Sans surprise, le quotidien dans ce havre de paix se transforme en cauchemar pour le couple, qui doivent composer avec une armada de passionnés déambulant la fleur au fusil autour d’eux et n’hésitant pas à tirer à tout va pour réguler la faune sauvage comme ils disent. Car pour couronner le tout, nos chasseurs – menés par un cultivateur acharné – ressemblent à des bras cassés, augmentant le risque de finir avec du plomb dans les fesses. De quoi semer les graines (de maïs) de la discorde entre les locataires et leurs visiteurs du week-end (sans compter d’autres jours). Une étincelle malheureusement prévisible, initiant un conflit entre deux clans ne se comprenant plus et se lançant à corps perdu dans la bataille pour ses idéaux. Et dans cette partie, tous les coups sont permis. Si les clichés ne sont pas évités, notons que le scénario tente une approche cartoonesque pour ajouter du piment à ce règlement de compte à OK Corral, ce qui, contre toute attente donne du pep’s au film une fois les hostilités réellement lancées.
Que l’on soit bien d’accord, en terme d’écriture, cela ne casse pas trois pattes à un canard mais en ne se prenant plus au sérieux et en lâchant la rampe, Chasse gardée déride les zygomatiques, au gré de quelques fulgurances auxquelles on se s’attendait pas. L’exemple le plus concret restera la chaotique séquence du banquet, où Simon, Adelaïde et son avocat de père, voient leur tentative d’intimidation se transformer en soirée de franche camaraderie, au gré des bouteilles vidées, de la cochonaille graillée et d’une farandole endiablée sur du Patrick Sébastien. C’est chaud, c’est chaud ! Quand Antonin Fourlon lâche les rênes – ou plutôt les sangliers – la pantalonnade prend et nous fait dire qu’il aurait été préférable de faire une sortie de route totale sur l’autoroute du délire, comme le symbolise l’intrigue tournant autour du personnage de Julien Pestel, un péquenaud au grand cœur, voyant son rapport à la chasse transformé par une histoire d’amitié qui ne manque pas de sel (ni de poils). Ne dit-on pas copains comme cochons ?
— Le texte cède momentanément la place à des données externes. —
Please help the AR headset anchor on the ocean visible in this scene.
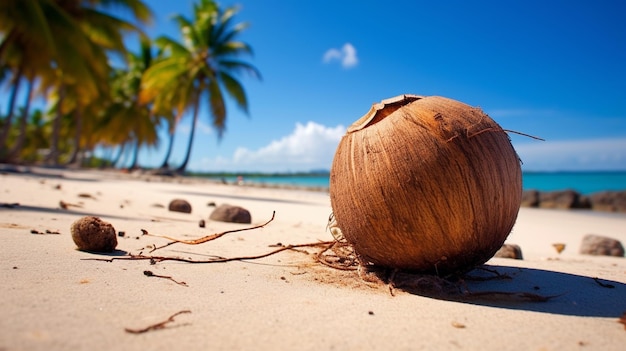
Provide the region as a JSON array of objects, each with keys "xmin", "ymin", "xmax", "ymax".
[{"xmin": 207, "ymin": 171, "xmax": 626, "ymax": 195}]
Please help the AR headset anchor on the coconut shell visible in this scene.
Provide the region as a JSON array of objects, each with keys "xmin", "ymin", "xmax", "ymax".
[{"xmin": 329, "ymin": 95, "xmax": 522, "ymax": 274}]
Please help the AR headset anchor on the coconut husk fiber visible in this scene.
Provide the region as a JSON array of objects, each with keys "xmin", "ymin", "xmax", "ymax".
[{"xmin": 329, "ymin": 95, "xmax": 522, "ymax": 275}]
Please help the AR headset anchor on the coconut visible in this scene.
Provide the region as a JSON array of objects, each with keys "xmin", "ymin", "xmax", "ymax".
[
  {"xmin": 329, "ymin": 94, "xmax": 522, "ymax": 275},
  {"xmin": 71, "ymin": 216, "xmax": 117, "ymax": 253}
]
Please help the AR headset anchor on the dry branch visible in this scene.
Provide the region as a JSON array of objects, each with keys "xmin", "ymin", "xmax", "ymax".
[
  {"xmin": 143, "ymin": 211, "xmax": 275, "ymax": 252},
  {"xmin": 592, "ymin": 277, "xmax": 615, "ymax": 288},
  {"xmin": 82, "ymin": 241, "xmax": 334, "ymax": 264},
  {"xmin": 125, "ymin": 310, "xmax": 191, "ymax": 334},
  {"xmin": 144, "ymin": 270, "xmax": 187, "ymax": 287}
]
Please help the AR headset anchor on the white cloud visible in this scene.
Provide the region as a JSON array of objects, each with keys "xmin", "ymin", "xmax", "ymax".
[
  {"xmin": 323, "ymin": 43, "xmax": 358, "ymax": 68},
  {"xmin": 514, "ymin": 138, "xmax": 626, "ymax": 171},
  {"xmin": 190, "ymin": 128, "xmax": 625, "ymax": 173},
  {"xmin": 194, "ymin": 121, "xmax": 346, "ymax": 172}
]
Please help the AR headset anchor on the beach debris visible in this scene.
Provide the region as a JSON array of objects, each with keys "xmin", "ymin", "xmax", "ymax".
[
  {"xmin": 592, "ymin": 277, "xmax": 615, "ymax": 289},
  {"xmin": 71, "ymin": 216, "xmax": 117, "ymax": 252},
  {"xmin": 84, "ymin": 210, "xmax": 560, "ymax": 303},
  {"xmin": 451, "ymin": 321, "xmax": 466, "ymax": 329},
  {"xmin": 151, "ymin": 203, "xmax": 165, "ymax": 208},
  {"xmin": 521, "ymin": 189, "xmax": 626, "ymax": 213},
  {"xmin": 125, "ymin": 310, "xmax": 191, "ymax": 334},
  {"xmin": 118, "ymin": 231, "xmax": 126, "ymax": 237},
  {"xmin": 85, "ymin": 240, "xmax": 332, "ymax": 265},
  {"xmin": 619, "ymin": 312, "xmax": 626, "ymax": 330},
  {"xmin": 579, "ymin": 234, "xmax": 624, "ymax": 257},
  {"xmin": 209, "ymin": 204, "xmax": 251, "ymax": 224},
  {"xmin": 143, "ymin": 270, "xmax": 187, "ymax": 287},
  {"xmin": 207, "ymin": 201, "xmax": 216, "ymax": 207},
  {"xmin": 328, "ymin": 94, "xmax": 530, "ymax": 275},
  {"xmin": 59, "ymin": 200, "xmax": 83, "ymax": 210},
  {"xmin": 78, "ymin": 193, "xmax": 97, "ymax": 199},
  {"xmin": 136, "ymin": 211, "xmax": 274, "ymax": 251},
  {"xmin": 168, "ymin": 199, "xmax": 192, "ymax": 213},
  {"xmin": 30, "ymin": 229, "xmax": 61, "ymax": 235},
  {"xmin": 0, "ymin": 202, "xmax": 20, "ymax": 208},
  {"xmin": 198, "ymin": 219, "xmax": 206, "ymax": 228},
  {"xmin": 494, "ymin": 244, "xmax": 523, "ymax": 259},
  {"xmin": 463, "ymin": 266, "xmax": 512, "ymax": 281},
  {"xmin": 520, "ymin": 190, "xmax": 540, "ymax": 207},
  {"xmin": 589, "ymin": 191, "xmax": 626, "ymax": 212},
  {"xmin": 552, "ymin": 243, "xmax": 566, "ymax": 254},
  {"xmin": 537, "ymin": 189, "xmax": 591, "ymax": 209}
]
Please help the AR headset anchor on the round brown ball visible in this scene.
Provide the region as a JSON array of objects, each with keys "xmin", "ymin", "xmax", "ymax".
[
  {"xmin": 330, "ymin": 95, "xmax": 522, "ymax": 275},
  {"xmin": 71, "ymin": 216, "xmax": 118, "ymax": 252},
  {"xmin": 168, "ymin": 199, "xmax": 192, "ymax": 213}
]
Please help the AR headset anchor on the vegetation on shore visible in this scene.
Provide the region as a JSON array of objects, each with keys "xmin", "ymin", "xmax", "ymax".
[{"xmin": 0, "ymin": 0, "xmax": 259, "ymax": 173}]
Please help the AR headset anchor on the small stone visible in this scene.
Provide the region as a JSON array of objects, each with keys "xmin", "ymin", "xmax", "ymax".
[
  {"xmin": 168, "ymin": 199, "xmax": 192, "ymax": 213},
  {"xmin": 494, "ymin": 244, "xmax": 523, "ymax": 259},
  {"xmin": 579, "ymin": 234, "xmax": 624, "ymax": 257},
  {"xmin": 209, "ymin": 204, "xmax": 252, "ymax": 224},
  {"xmin": 552, "ymin": 243, "xmax": 566, "ymax": 254},
  {"xmin": 589, "ymin": 191, "xmax": 626, "ymax": 212},
  {"xmin": 199, "ymin": 219, "xmax": 206, "ymax": 228},
  {"xmin": 71, "ymin": 216, "xmax": 117, "ymax": 252},
  {"xmin": 538, "ymin": 189, "xmax": 589, "ymax": 209},
  {"xmin": 520, "ymin": 190, "xmax": 540, "ymax": 207}
]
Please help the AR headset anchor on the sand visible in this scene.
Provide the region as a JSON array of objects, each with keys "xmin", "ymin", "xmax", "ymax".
[{"xmin": 1, "ymin": 166, "xmax": 625, "ymax": 351}]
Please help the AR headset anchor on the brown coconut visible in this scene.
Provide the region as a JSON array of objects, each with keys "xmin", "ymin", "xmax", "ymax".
[
  {"xmin": 71, "ymin": 216, "xmax": 117, "ymax": 252},
  {"xmin": 329, "ymin": 94, "xmax": 522, "ymax": 275}
]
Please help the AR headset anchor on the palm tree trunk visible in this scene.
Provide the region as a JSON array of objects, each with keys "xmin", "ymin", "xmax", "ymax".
[
  {"xmin": 0, "ymin": 65, "xmax": 24, "ymax": 158},
  {"xmin": 128, "ymin": 138, "xmax": 140, "ymax": 170},
  {"xmin": 0, "ymin": 31, "xmax": 17, "ymax": 65},
  {"xmin": 111, "ymin": 143, "xmax": 126, "ymax": 168},
  {"xmin": 7, "ymin": 76, "xmax": 34, "ymax": 162},
  {"xmin": 176, "ymin": 95, "xmax": 200, "ymax": 173},
  {"xmin": 159, "ymin": 123, "xmax": 175, "ymax": 169},
  {"xmin": 67, "ymin": 109, "xmax": 83, "ymax": 165},
  {"xmin": 46, "ymin": 85, "xmax": 65, "ymax": 166}
]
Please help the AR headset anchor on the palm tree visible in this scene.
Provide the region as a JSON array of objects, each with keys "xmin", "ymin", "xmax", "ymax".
[
  {"xmin": 0, "ymin": 0, "xmax": 56, "ymax": 157},
  {"xmin": 0, "ymin": 0, "xmax": 97, "ymax": 160},
  {"xmin": 44, "ymin": 0, "xmax": 152, "ymax": 165},
  {"xmin": 97, "ymin": 38, "xmax": 164, "ymax": 170},
  {"xmin": 0, "ymin": 0, "xmax": 152, "ymax": 164},
  {"xmin": 6, "ymin": 76, "xmax": 35, "ymax": 161},
  {"xmin": 140, "ymin": 0, "xmax": 260, "ymax": 173}
]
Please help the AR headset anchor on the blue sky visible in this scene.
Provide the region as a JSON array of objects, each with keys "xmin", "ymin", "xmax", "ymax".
[{"xmin": 53, "ymin": 1, "xmax": 626, "ymax": 171}]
Il est indéniable que le potentiel était là pour que le curseur soit poussé au maximum vers l’anarchie mais en restant sur une trajectoire prévisible, le délire manque de puissance, ce qui est dommage. D’autant plus qu’une partie du casting s’éclate à l’écran, le tout sous le commandement d’un Didier Bourdon inspiré, ce dernier s’y connaissant en matière de chasse (il y a les bons et les mauvais…vous connaissez la suite). Mieux encore, la présence d’Antonin Fourlon aide Frédéric Forestier à donner du rythme à sa mise en scène, le tandem étant également en forme quand il s’agit d’user des codes cinématographiques liés à la guerre pour que leur distribution se rentre dans le lard dans la joie et la bonne humeur.
La fleur au fusil, Frédéric Forestier et Antonin Fourlon s’engouffrent dans une comédie champêtre joyeusement bordélique avec Chasse gardée, où rats des villes et rats des champs se rentrent dans le lard à coups de stéréotypes.